Something I never really considered though, is why doesn't the loop exit when <> reads the empty line in logos.txt? Shouldn't <> return an empty string which is a false value?

According to Programming Perl, the reason why the loop doesn't exit is because <> reads the newline at the end of the line so we actually get "\n" which is a true value. Turns out this is a fib, and the actual reason is that while (my $logo = <$fh>) ... expands into while (defined (my $logo = <$fh>)) ..., and "\n" is a defined value.

We can show this by deparsing the code with B::Deparse.

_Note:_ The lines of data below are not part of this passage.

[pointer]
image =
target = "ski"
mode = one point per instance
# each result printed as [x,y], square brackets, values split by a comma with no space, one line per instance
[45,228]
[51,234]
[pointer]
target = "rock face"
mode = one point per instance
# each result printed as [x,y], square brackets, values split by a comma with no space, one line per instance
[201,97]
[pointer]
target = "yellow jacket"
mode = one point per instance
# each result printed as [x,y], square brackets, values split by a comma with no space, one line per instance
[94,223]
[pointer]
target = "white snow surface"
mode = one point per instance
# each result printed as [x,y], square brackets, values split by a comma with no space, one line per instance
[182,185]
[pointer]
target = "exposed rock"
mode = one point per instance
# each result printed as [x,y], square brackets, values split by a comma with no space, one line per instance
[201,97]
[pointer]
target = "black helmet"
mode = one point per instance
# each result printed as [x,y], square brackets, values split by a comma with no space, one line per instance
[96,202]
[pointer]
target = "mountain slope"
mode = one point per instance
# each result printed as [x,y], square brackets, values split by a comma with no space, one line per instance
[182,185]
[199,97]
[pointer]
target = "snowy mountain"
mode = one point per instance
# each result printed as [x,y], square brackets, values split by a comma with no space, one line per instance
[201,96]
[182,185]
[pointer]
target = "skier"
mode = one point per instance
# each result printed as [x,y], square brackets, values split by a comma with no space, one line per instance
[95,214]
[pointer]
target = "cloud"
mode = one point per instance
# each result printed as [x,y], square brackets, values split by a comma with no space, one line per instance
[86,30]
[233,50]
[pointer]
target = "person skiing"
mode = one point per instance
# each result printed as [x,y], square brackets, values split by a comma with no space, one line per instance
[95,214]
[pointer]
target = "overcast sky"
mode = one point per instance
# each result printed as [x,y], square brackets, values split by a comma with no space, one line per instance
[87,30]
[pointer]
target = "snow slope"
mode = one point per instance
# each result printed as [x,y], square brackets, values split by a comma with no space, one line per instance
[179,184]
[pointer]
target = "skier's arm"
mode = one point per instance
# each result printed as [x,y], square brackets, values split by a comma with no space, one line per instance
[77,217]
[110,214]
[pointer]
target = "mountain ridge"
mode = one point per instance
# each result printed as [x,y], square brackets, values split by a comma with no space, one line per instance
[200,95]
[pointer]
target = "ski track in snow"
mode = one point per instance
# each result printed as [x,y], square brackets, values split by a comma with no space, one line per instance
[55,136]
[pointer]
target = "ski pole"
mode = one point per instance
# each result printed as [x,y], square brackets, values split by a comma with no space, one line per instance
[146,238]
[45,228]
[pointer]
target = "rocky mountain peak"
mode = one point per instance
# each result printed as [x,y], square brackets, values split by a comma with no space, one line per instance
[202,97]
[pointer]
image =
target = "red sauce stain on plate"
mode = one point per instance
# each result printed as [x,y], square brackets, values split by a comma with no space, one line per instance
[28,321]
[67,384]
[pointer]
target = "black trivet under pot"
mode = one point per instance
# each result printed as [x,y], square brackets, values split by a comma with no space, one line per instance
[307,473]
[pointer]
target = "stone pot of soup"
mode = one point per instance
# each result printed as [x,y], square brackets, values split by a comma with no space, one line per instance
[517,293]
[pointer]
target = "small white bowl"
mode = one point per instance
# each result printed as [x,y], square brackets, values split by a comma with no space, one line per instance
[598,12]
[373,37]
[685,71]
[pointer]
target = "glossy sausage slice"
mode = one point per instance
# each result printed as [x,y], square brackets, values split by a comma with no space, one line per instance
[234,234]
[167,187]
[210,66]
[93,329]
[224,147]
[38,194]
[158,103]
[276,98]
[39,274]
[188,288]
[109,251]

$ perl -MO=Deparse,-p,-sCi2 -ne 42
LINE: while (defined(($_ = readline(ARGV)))) {
  '???';
}
-e syntax OK

Heredocs Can Execute Shell Commands

Most Perl programmers know that if you single quote a heredocs terminating string you prevent variable interpolation.

my $var = 12;
print <<'EOS';
Hello
$var = 12
EOS

You can see in the programs output that $var was not interpolated.

$ perl ./scratch.pl
Hello
$var = 12

But did you know that if you backquote the terminating string then each line is executed as a shell command?

print <<`EOC`;
echo this is a shell command
echo this is also a shell command
EOC

When we run this program we can see that the echo commands were executed.

$ perl ./scratch.pl
this is a shell command
this is also a shell command

The Comma Operator

I always took commas for granted, never realizing they were actually an operator.

Did you ever wonder why lists return their last element when evaluated in scalar context? Turns out it is due to the comma operator.

In scalar context the comma operator "," ignores its first argument, and returns its second element evaluated in scalar context.

This means that in scalar context the list (11, 22, 33) will evaluate to 33. The first comma operator will throw away the 11 and then return (22, 33) evaluated in scalar context, which will be evaluated by throwing away the 22 and returning 33.

Auto-Incrementing Strings

In perl you can not only auto-increment numbers, but also strings. To increment a string it must match the regex /^[a-zA-Z]*[0-9]*\z/.

Single alphabet character strings are incremented intuitively.

$ perl -E 'my $v = "a"; say ++$v'
b
$ perl -E 'my $v = "B"; say ++$v'
C

What happens though if we increment a non-alphanumeric char. Will it give the next ASCII character? Turns out non-alphanumeric characters are treated as 0's when incrementing. Fortunately if we use warnings Perl will give us a heads up.

$ perl -W -E 'my $v = "-"; say ++$v'
Argument "-" treated as 0 in increment (++) at -e line 1.
1

What happens if we increment z, which is at the end of the alphabet? Do we wrap back around to a? This is where things get interesting. Perl increments the string just like you would in a regular number system. Just like 9 + 1 = 10 in decimal z + 1 = aa in … stringimal.

$ perl -E 'my $v = "z"; say ++$v'
aa

Here are some more examples to show you the magic of string auto-incrementing.

$ perl -W -E 'my $v1 = "foo"; say ++$v1'
fop
$ perl -W -E 'my $v1 = "az"; say ++$v1'
ba
$ perl -W -E 'my $v1 = "a9"; say ++$v1'
b0